Aquella mujer, casi a primera vista hubiéramos podido decir aquella muchacha, aunque tenía unos 26 años, no aparentaba arriba de 19; aquella mujer, decimos, además de la elegancia de su estatura, la pulidez de sus pies y la blancura mate de sus manos, estaba dotada de uno de esos semblantes que en todo tiempo han tenido el privilegio de hacer perder el juicio a las cabezas más seguras de sí mismas.
Y no era porque fuese precisamente bella, sobre todo, del modo como se entendía la belleza en aquella época en que los cuadros de David habían arrastrado a la Francia entera el gusto por lo griego, tan dichosamente abandonado en los dos reinados precedentes, no; antes al contrario, su belleza peculiar era notable por caprichosos caracteres.
Quizá eran sus ojos demasiado grandes, su nariz muy pequeña, sus labios sonrosados con exceso, su cutis demasiado transparente; pero sólo cuando el rostro encantador permanecía impasible, era cuando podían reconocerse aquellos extraños efectos, porque cuando se animaba con una expresión cualquiera la persona, cuyo retrato intentamos bosquejar, tenía el don de plegar su semblante a todas las expresiones posibles, desde la de la virgen más tímida, hasta la de la libertina más desenfrenada; y cuando se animaba, decimos, con una expresión cualquiera de tristeza o de alegría, de compasión o de burla, de amor o de desdén, todas las facciones de aquel lindo rostro se armonizan de tal suerte, que no podría decirse cuál de ellas se había de modificar, porque, añadiendo regularidad al conjunto, se quitaba expresión a la fisonomía.
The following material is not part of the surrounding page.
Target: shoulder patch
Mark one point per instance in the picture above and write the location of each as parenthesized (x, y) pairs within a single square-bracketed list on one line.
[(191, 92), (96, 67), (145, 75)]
Aquella mujer tenía en la mano un rollo de papel, en el que había trazadas líneas de dos letras diferentes. De vez en cuando levantaba la mano con un ademán de fatiga lleno de gracia, ponía el manuscrito a la altura de sus ojos; leía algunas de sus líneas, haciendo una graciosa mueca, y luego, dando un suspiro, dejaba caer de nuevo su mano, que a cada momento parecía dispuesta a abrirse para dejar escapar el mal aventurado rollo de papel, que parecía ser por el momento la causa principal de un fastidio que no trataba siquiera disimular.
Aquella mujer era una de las artistas más a la moda del teatro francés, y aquel rollo era una de las tragedias más soporíferas de la época: designaremos a la una con el nombre de Fernanda, pero nos guardaremos bien de decir el título de la otra.
fragmento de la novela...
El mulato Alejandro Dumas si sabía mirar a las mujeres, a describirlas como nadie en la tierra en el siglo XIX, Balzac le hacía sombra en esto, solo él... quizás otros como Goethe, los maestro indiscutibles del romanticismo del siglo XIX.